Chrissy was my roommate for the entire trip, and we bonded quickly. She lived in a different suburb and went to a different school, but we were the same age and grade. After our trip, we stayed connected for many years. She had a friend that she decided to set me up with. Pasquale was nice and of course my parents liked him. He was Italian with parents born in Italy. However, he was a virgin, and I was not. I needed sex. Craved it. We would make out, lots of heavy petting and rubbing. But the one time I tried to unzip his pants, he stopped me. Disappointment ensued on my end. Months later, about one month before Senior Prom, he dumped me. Why? I have no clue. He either did not tell me or I cannot remember. I was devastated. Now I had to find a prom date.
I got asked to prom by a fellow classmate named John. I felt desperate, so I said yes, only to be told by my friends, you CANNOT go with him. So they made me take it back. Wow, was that a shitty thing to do. But I did it. I told him I could not go with him. Then I asked a few boys and they already had dates. I was freaking out with only a few weeks left before prom. All my friends had dates, except me.
Days later, out of the blue, I get a phone call from a guy named Jimmy. I did not know anyone named Jimmy. He said he got my number from his friend, who went out with me once. We talked for hours, and on a whim, I asked if he would be my prom date. To my surprise, he agreed. Part of me thought that he would stand me up. But there he was, picking me up with a corsage in hand.

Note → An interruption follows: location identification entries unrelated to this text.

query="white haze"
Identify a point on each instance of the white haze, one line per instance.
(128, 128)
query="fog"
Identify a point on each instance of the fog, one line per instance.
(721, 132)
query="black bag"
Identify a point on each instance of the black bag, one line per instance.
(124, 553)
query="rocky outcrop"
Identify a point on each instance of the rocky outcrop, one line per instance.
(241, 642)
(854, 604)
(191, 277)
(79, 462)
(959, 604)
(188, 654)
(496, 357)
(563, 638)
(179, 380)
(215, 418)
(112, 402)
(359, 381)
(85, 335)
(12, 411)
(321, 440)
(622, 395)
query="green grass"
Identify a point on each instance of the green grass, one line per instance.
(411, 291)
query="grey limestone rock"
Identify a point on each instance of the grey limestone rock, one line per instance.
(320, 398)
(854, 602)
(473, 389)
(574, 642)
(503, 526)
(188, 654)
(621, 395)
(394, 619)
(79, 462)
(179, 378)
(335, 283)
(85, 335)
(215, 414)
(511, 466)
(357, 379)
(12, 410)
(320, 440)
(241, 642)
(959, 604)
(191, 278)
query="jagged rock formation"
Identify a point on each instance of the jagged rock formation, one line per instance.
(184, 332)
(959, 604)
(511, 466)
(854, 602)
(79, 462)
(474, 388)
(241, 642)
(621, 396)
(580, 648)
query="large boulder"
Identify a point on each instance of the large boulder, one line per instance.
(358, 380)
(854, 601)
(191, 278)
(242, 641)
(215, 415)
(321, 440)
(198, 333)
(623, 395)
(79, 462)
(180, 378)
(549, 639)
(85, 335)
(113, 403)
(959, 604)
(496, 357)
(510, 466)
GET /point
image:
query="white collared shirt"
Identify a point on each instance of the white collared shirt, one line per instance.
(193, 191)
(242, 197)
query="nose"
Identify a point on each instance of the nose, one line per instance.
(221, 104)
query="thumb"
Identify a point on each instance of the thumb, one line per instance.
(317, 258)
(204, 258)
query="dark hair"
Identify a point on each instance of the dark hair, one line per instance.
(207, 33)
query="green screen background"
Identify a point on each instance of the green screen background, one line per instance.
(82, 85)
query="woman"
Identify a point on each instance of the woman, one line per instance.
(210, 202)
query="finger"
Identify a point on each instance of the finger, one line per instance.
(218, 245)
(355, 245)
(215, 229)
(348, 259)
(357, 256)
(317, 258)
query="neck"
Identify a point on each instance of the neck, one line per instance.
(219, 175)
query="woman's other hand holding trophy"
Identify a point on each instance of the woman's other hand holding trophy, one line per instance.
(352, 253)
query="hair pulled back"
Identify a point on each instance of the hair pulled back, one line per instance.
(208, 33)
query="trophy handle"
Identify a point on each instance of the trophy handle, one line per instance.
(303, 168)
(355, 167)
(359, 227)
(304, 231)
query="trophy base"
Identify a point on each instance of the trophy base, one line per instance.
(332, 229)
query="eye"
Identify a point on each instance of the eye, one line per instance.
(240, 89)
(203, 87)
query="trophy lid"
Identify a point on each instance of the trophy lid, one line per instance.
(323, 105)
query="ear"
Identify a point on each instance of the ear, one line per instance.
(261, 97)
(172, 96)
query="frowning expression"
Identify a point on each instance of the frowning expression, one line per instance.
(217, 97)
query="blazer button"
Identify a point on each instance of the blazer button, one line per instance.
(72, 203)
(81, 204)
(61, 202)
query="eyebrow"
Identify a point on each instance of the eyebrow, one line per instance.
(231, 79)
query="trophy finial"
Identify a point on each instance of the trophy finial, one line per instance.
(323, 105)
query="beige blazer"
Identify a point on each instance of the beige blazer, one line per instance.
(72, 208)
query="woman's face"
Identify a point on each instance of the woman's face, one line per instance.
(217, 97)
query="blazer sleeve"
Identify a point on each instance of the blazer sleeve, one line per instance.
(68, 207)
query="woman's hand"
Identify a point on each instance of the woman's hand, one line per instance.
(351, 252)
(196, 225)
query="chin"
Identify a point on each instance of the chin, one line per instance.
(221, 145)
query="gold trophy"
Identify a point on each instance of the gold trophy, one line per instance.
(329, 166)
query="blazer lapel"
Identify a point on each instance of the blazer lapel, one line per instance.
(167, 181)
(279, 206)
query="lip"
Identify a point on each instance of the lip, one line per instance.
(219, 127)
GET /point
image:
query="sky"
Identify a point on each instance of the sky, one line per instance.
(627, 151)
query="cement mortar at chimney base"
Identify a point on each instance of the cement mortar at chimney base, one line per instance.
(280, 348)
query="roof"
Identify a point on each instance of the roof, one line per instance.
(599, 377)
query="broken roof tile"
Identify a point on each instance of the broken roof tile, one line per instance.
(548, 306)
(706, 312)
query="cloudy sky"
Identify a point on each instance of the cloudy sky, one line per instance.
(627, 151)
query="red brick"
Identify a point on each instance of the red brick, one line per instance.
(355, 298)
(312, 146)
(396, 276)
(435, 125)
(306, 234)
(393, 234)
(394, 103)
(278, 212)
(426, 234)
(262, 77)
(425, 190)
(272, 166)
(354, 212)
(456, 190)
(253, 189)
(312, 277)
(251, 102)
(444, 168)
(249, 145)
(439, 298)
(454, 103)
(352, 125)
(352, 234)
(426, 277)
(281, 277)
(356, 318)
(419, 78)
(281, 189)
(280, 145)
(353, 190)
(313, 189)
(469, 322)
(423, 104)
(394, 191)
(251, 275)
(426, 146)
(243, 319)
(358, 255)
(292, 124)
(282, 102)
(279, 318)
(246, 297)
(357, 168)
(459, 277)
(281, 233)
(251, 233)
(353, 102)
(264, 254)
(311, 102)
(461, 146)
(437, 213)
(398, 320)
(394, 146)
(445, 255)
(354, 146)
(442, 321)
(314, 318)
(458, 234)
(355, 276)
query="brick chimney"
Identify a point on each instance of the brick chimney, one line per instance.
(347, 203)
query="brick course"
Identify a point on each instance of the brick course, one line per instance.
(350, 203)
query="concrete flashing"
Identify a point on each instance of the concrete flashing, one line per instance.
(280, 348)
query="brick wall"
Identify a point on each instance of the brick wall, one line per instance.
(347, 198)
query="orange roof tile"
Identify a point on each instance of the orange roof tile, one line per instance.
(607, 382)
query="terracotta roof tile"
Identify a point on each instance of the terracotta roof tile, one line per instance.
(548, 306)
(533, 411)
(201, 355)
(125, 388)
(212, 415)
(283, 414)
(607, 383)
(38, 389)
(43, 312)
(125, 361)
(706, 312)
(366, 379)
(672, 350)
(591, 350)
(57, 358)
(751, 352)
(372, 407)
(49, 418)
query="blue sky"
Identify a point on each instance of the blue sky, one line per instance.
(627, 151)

I told my parents I was attending the school sponsored Post Prom party. You know, an alcohol free, drug free party. In other words, boring. Instead, my friends and I got a few hotel rooms. We drank, we smoked weed. It was a blast. So many times before, I smoked weed and could absolutely not get high, no matter how much I smoked. It was like it did not affect me at all. But this time, Maja’s date rolled the fattest joint I’ve ever seen, and I was as high as a kite.
Graduation brought upon some intense emotions. Kelly went to Vegas in May (her 18th birthday) to marry Richard. After graduation, they moved to Texas, where he grew up. They had a baby the following May, and I secretly hated her. She was my best friend and I hated that Richard took her away from me. We talked on the phone often at first, but our time slowly dwindled, as we both started making new friends and living on opposite sides of the country.

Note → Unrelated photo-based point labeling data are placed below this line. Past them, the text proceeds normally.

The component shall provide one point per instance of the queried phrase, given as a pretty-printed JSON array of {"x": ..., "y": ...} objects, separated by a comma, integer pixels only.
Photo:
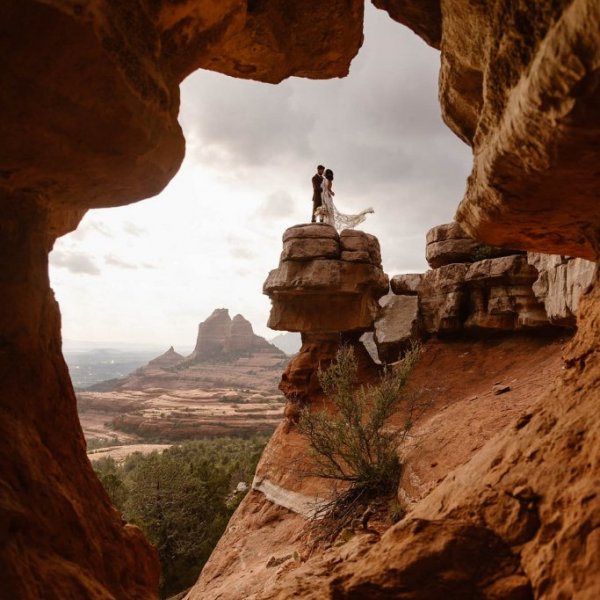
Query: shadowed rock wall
[
  {"x": 519, "y": 83},
  {"x": 89, "y": 99},
  {"x": 88, "y": 103}
]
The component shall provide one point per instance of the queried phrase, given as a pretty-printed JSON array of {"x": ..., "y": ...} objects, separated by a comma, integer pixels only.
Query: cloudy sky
[{"x": 148, "y": 273}]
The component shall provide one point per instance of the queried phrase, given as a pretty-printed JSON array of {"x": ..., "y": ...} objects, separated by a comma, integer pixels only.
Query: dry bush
[{"x": 352, "y": 446}]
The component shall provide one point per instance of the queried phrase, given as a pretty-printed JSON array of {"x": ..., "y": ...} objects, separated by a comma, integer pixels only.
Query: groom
[{"x": 317, "y": 189}]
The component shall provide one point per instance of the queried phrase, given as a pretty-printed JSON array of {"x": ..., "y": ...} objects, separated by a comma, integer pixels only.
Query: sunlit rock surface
[{"x": 89, "y": 103}]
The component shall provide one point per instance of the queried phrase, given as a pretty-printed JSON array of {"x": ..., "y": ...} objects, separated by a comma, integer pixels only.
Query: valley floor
[{"x": 457, "y": 379}]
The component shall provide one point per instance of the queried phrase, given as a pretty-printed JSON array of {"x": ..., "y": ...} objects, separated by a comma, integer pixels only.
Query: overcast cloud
[{"x": 215, "y": 232}]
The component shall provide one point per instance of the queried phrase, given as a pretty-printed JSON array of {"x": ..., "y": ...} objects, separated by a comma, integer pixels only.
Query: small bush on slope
[{"x": 352, "y": 446}]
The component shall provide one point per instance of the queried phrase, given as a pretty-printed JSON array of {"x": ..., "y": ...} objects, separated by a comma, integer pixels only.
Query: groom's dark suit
[{"x": 317, "y": 199}]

The summer before I started college at Loyola University Chicago, I spent as much time as possible with Maja and Erika. They were both headed to Southern Illinois University, a college with a reputation for being a party school. Not to mention, it was five hours away from me. They were going to be roommates in the dorms. Once more, I was angry at them. I wanted to be with them. I wanted to go away to college and have my college experience. However, because my siblings all commuted to college and because my parents were strict, my options for college were Loyola or DePaul, both about thirty minutes from our home. It so happens that my brother went to Loyola and both sisters went to DePaul. Even though I was not explicitly told this, I knew these were my only two choices. The college experience, and my freshman fifteen, would have to wait.